Thursday, August 21, 2008

MOVIES: Stargate: Continuum

With Atlantis going the way of the occasional DVD movie (see below), I am reminded that the reason that is so, is the success of the two Stargate SG1 movies released over the last year.

Ark of Truth was the wrap-up movie, tying up the many, many loose ends left by the cancellation of Stargate SG1 after 10 years of surprisingly strong life. It repaired that "What, THAT'S the end?" feeling one got to watching the final episode of the actual TV series. I can't REALLY criticize any show with Morena Baccarin in it, but it ended a story arc in the Stargate original universe that frankly didn't appeal to me. Some good action, great special effects, the previously mentioned spectacular Ms. Baccarin, and a chance to say hello and good-bye again to the old crew was most of what it meant to me.

Now Continuum, released last month, was a different kettle of fish. The movie starts pleasingly with the SG1 team, with Colonel Jack O'Neill (Richard Dean Anderson) along for the ride, as they take Ba'al off to his execution. Ba'al, played with mirthful malevolence by Cliff Simon, doesn't go quietly. Indeed, due to some forethought, he succeeds in freeing himself and wiping most of the team out of existence. Makes for a killer out at the first break, when they eventually put this thing on TV.

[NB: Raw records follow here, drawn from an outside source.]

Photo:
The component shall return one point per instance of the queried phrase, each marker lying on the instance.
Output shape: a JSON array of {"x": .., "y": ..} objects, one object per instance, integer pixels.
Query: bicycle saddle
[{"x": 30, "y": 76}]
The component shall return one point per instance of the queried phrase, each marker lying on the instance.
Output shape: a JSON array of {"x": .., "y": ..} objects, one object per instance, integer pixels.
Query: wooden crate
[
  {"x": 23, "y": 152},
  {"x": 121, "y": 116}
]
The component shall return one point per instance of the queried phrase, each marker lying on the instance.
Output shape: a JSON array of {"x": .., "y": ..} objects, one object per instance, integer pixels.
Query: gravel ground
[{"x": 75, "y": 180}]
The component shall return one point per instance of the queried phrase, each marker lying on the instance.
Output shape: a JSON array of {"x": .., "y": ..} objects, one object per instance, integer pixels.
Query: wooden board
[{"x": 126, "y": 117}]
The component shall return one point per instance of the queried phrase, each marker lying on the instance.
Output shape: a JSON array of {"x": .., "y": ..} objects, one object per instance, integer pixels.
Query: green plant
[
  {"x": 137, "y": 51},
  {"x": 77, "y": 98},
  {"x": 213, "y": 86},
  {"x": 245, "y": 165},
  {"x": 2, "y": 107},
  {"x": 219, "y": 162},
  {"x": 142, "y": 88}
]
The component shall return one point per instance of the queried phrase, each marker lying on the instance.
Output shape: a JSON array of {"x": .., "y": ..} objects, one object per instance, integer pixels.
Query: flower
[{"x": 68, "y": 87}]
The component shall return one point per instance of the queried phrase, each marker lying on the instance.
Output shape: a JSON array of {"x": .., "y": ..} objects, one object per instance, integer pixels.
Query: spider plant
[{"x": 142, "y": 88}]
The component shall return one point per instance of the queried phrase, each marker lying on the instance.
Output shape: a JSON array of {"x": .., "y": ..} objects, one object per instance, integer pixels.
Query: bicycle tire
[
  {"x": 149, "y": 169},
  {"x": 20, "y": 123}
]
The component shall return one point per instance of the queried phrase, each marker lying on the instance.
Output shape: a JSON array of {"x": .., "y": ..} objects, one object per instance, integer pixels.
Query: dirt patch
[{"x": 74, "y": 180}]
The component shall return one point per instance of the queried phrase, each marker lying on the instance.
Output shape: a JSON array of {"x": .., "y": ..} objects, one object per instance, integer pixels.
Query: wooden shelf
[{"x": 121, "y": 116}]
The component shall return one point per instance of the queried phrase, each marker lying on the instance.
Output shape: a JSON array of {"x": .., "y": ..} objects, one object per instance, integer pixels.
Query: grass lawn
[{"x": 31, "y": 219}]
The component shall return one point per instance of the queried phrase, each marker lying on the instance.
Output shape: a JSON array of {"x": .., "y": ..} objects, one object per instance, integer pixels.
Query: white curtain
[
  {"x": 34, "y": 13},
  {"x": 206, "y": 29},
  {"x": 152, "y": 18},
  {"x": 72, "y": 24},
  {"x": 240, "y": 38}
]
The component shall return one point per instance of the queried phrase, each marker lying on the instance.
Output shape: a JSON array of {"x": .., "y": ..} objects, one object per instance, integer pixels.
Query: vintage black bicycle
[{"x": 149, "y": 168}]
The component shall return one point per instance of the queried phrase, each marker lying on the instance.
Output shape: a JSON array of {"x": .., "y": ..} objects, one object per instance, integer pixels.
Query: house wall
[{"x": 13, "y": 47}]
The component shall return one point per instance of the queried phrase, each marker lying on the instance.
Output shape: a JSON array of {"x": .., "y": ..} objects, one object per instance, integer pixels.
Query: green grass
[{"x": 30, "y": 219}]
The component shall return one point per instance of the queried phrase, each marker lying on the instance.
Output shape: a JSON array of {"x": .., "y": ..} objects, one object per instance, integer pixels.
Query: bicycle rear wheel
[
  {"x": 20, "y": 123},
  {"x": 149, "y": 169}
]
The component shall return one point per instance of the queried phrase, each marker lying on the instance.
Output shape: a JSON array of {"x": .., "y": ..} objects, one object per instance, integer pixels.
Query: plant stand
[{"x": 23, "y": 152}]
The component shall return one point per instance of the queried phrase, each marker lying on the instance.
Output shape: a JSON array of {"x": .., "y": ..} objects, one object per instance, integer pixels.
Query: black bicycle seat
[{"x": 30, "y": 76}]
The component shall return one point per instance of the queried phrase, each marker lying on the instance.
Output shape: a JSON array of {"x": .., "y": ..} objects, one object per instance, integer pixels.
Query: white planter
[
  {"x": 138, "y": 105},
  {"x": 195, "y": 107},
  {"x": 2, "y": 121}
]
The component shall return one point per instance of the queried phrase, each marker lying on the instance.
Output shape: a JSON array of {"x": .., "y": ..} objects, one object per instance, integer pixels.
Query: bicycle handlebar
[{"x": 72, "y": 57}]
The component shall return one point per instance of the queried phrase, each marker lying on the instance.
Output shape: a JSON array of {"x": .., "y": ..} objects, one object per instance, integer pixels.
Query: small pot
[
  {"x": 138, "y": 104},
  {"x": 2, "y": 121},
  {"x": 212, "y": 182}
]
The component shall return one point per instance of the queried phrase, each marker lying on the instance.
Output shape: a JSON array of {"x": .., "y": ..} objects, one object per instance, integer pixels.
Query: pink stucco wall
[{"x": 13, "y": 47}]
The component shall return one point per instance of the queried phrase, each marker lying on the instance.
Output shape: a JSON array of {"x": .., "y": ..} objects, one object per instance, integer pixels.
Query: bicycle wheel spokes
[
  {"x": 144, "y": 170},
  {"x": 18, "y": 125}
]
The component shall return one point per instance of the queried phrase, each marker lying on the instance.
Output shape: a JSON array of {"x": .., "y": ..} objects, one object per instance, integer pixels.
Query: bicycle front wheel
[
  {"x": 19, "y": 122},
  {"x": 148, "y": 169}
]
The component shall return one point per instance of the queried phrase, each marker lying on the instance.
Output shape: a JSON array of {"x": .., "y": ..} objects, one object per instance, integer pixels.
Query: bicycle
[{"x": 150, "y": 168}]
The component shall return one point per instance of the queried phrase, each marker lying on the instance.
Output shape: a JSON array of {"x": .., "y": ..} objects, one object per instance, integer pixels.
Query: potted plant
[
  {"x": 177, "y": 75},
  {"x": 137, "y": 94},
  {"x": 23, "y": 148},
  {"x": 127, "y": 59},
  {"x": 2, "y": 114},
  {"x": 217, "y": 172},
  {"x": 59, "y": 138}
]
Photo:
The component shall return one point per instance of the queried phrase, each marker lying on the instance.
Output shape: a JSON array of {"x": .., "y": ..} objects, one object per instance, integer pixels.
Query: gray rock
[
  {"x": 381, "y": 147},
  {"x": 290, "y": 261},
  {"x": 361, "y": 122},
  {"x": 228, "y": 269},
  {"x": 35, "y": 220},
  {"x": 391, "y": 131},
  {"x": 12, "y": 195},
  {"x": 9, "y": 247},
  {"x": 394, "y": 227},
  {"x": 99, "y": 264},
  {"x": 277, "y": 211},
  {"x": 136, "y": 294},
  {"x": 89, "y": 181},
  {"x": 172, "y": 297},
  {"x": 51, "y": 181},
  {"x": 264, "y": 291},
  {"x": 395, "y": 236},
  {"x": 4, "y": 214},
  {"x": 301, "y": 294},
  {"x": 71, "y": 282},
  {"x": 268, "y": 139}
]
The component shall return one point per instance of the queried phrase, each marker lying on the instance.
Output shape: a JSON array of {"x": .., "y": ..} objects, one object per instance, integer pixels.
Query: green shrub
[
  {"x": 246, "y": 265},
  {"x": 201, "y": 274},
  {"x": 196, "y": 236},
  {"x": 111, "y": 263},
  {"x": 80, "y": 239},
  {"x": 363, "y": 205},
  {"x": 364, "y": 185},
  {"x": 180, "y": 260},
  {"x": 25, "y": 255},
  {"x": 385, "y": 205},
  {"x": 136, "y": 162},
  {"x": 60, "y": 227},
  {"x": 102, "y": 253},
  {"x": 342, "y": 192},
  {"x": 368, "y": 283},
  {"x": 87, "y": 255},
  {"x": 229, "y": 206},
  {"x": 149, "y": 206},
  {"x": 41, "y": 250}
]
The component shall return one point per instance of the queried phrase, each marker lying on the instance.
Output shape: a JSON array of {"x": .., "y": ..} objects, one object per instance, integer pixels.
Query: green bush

Turns out, clever old Ba'al, sent a team back in time, to Earth's history and contrived to prevent the Stargate itself from reaching American shores. That changes things quite dramatically. When the remaining members of the team use a gate to get back to familiar territory, they don't arrive deep in the bowels of a Rockies mountain. Nope. The gate is inside a soon-to-sink ship in the Arctic, having been frozen there for most of sixty years. They escape from the fire into the freezer and mount a doomed trek to civilization. Things look dim until O'Neill, albeit not THEIR O'Neill, arrives in a nuclear sub to save their hides.

Yes, we have that hoary old cliche, the parallel universe to explore, hoping to find their own way back to their timeline. There ARE changes, and frankly, they don't do much hero-ing for quite some time. The best part of the movie is when they get read the riot act by the new timeline's General Landry (Beau Bridges), who lets them know he's fully aware that they plan to destroy the timeline he and 300 million or so Americans live in. Let alone the rest of the populous. Makes the label mass-murderer seem insignificant somehow. If the Goa'uld fleet hadn't arrive to do the very same honours anyway, he wouldn't be letting them loose to try and change history yet again. It's a great response to a familiar situation where everyone seems so willing to sacrifice millions of lives. Refreshing.

At any rate, things work out in the end. Some of the twists and turns tie up very neatly. People get a chance to play a little outside of norm for their characters and enjoy it immensely. None more so than Claudia Black. But everybody's there and it ends up being a really enjoyable hour and a half.

Liked this movie a lot. Hope it continues to auger well for the series of DVD releases that Stargate has devolved into.

One last thing. This was Don D. Davis's last work, as the genial General George Hammond survived the movie, but lost his life to cancer after filming was finished. He will be missed.